Tradisi tak hanya dirawat dengan doa, tapi juga dirayakan bersama sebagai identitas bersama.
BARISAN.CO – Kelurahan Jomblang, Kecamatan Candisari, Kota Semarang, kembali menghidupkan tradisi Apitan melalui prosesi kirab budaya yang berlangsung pada Sabtu sore (17/05/2025).
Sejak pukul 15.00 WIB, warga yang menjadi peserta kirab mulai berdatangan ke Balai Kelurahan sambil membawa tumpeng, aneka makanan, dan minuman. Mereka menyantap hidangan tersebut bersama usai kirab budaya, sebagai simbol kebersamaan dan keharmonisan sosial.
Ketua Panitia, Sutiyono, menjelaskan bahwa tradisi Apitan tahun ini menandai kebangkitan kembali setelah vakum selama 30 tahun.
“Tradisi ini akan kami jadikan agenda tahunan di Kelurahan Jomblang, selain program ‘Jomblang Bersholawat’,” ujarnya.
Kirab budaya ini melibatkan seluruh elemen kelembagaan di lingkungan Kelurahan Jomblang, sehingga suasana semakin semarak dan penuh nuansa kebersamaan.
Lurah Jomblang, Henry Nur Cahyo, menyampaikan harapannya agar tradisi Apitan membawa manfaat spiritual dan sosial bagi warganya.
“Harapannya, dengan tradisi Apitan ini, warga Kelurahan Jomblang menjadi lebih rukun, sejahtera, dijauhkan dari bala, dan wilayahnya terlindungi dari bencana,” ucapnya.
Tradisi Apitan memiliki nilai religius sebagai wujud rasa syukur kepada Allah SWT atas rezeki dan nikmat kehidupan.
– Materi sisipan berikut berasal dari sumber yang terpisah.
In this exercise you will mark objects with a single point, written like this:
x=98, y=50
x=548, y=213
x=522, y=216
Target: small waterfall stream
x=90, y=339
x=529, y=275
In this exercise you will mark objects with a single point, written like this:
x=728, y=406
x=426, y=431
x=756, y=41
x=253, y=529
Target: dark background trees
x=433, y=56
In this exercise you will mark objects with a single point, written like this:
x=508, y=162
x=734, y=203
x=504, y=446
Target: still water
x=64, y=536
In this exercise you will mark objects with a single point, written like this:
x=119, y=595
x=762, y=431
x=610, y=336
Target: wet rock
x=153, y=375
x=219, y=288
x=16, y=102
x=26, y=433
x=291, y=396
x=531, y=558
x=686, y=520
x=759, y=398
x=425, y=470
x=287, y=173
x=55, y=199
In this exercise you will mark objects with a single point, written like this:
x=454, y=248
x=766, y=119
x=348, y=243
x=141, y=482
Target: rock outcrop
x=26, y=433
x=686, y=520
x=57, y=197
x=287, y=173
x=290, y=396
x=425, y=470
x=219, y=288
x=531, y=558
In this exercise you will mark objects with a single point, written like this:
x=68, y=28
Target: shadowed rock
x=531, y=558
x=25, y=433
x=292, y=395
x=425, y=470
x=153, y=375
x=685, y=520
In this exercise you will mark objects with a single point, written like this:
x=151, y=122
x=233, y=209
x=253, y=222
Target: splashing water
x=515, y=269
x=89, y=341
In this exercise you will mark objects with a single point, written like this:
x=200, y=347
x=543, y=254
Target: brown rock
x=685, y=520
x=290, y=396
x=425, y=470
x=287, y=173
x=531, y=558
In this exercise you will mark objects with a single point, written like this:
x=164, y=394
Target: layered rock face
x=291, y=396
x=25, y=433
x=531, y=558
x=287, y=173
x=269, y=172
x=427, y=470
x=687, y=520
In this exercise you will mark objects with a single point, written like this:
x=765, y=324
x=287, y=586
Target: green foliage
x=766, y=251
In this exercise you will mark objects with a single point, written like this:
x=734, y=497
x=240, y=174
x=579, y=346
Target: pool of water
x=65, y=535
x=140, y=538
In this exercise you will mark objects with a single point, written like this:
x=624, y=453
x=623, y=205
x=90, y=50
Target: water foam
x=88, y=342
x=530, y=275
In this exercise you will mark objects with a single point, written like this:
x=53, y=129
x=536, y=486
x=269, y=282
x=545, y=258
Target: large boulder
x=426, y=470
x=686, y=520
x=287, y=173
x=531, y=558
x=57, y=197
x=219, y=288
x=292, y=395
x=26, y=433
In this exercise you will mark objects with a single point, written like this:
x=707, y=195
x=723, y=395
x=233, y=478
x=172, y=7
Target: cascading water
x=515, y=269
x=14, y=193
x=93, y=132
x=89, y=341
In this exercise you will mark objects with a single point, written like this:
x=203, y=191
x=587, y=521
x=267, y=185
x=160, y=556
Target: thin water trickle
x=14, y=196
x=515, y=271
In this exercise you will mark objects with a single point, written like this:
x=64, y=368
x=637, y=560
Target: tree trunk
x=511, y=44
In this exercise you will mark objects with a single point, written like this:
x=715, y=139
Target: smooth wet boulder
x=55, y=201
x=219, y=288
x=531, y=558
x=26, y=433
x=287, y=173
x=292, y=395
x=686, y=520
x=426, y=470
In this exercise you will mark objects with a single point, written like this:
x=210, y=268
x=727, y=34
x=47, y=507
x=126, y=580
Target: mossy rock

Masyarakat memaknai tradisi ini sebagai momentum memperkuat hubungan spiritual dengan Tuhan, mempererat tali persaudaraan antarwarga, sekaligus meningkatkan kepedulian terhadap lingkungan dan pelestarian budaya lokal.
Panitia menutup rangkaian kegiatan tradisi Apitan dengan pagelaran wayang kulit yang digelar pada malam harinya.
Lakon “Semar Bhangun Khayangan” dimainkan oleh tiga dalang ternama, yaitu Ki Dasuki, Ki Driyanto, dan Ki Slamet Riyanto. Wayangan ini menjadi simbol pelestarian budaya Jawa, sebagaimana semangat yang dulu ditanamkan Sunan Kalijaga.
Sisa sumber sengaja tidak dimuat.